The Road to Byzantium offers a striking new perspective on the art of the Greek, Roman and Byzantine worlds. It focuses on the luxury arts, mostly objects made for wealthy patrons from precious materials such as gold, silver and ivory. Such works were commissioned to exalt their owners and to impress and delight others. They continue to fulfil that role today.
These items tell a story of extraordinary continuity, showing how classical Greek styles and imagery from the fifth century BC still influenced the art of Byzantium more than 1500 years later. It is a story of diversity and geographical diffusion, exploring the influence of classical art on cultures as far apart as the Mediterranean, the northern Black Sea region and Central Asia. Above all, these works tell a story of transformation and adaptation, revealing the ways in which classical motifs and pagan imagery were often assimilated into later Christian art, sometimes in the most unexpected and unusual forms (a statuette of the Greek god Dionysos, for example, inscribed with the words of a psalm).
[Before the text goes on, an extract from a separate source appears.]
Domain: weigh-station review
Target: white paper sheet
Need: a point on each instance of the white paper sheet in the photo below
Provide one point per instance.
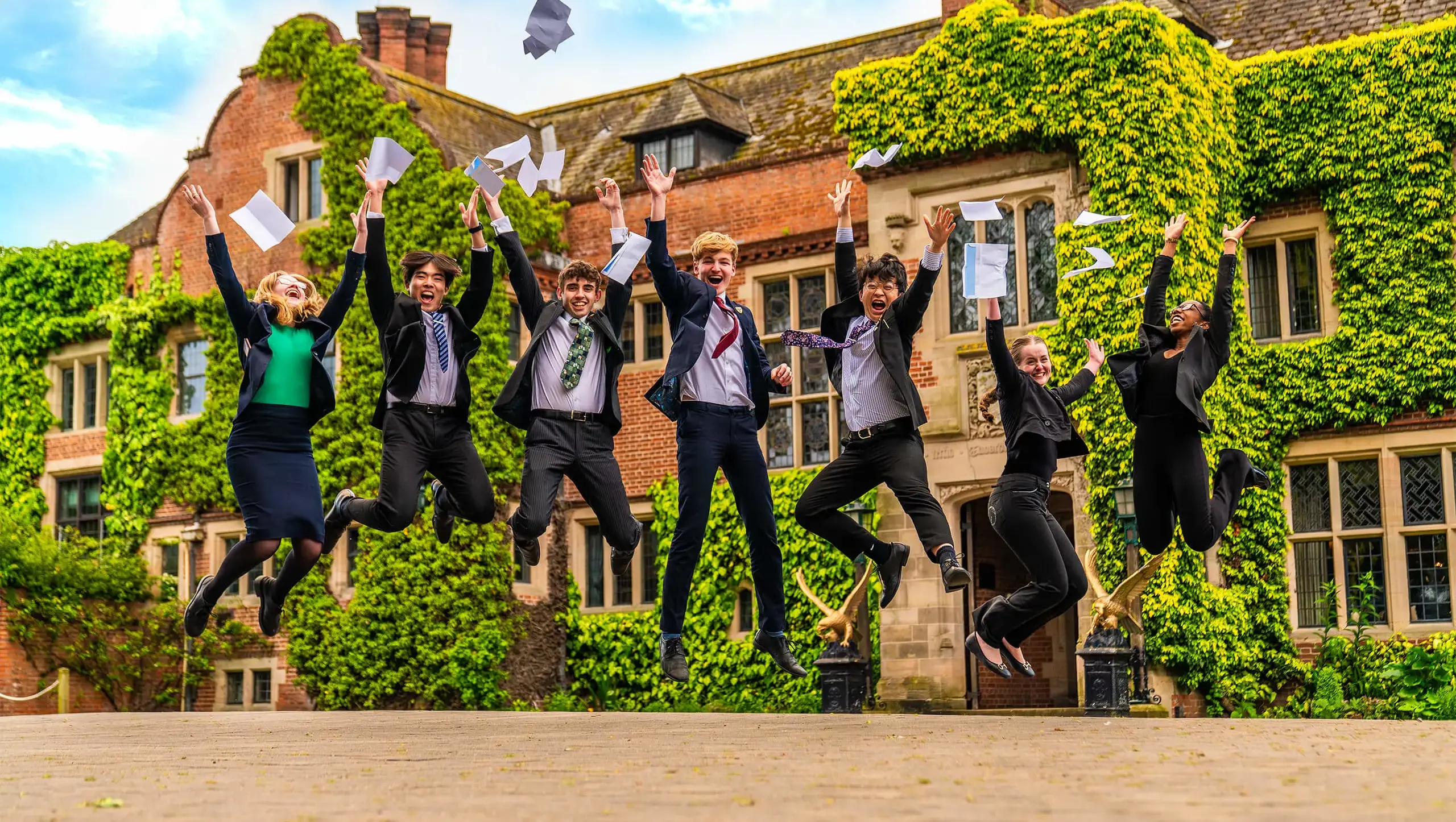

The Road to Byzantium’s remarkable geographical and historical scope is superbly illustrated by more than 160 works of ancient and Byzantine art from the rich collections of the Hermitage Museum in St Petersburg. These range from Attic red-figure vases and Roman portrait busts to Coptic textiles and Byzantine silverware. Of particular interest are the finds from tombs and burial sites in the northern Black Sea region, including the dazzling gorytos (quiver) cover from Chertomlyk, recovered from the tomb of a Scythian aristocrat far to the north of the Black Sea. Such objects illustrate how ideas first developed in the fifth century BC were admired, copied, challenged and reinterpreted by peoples of different cultures and religions in ways their first creators could never have imagined.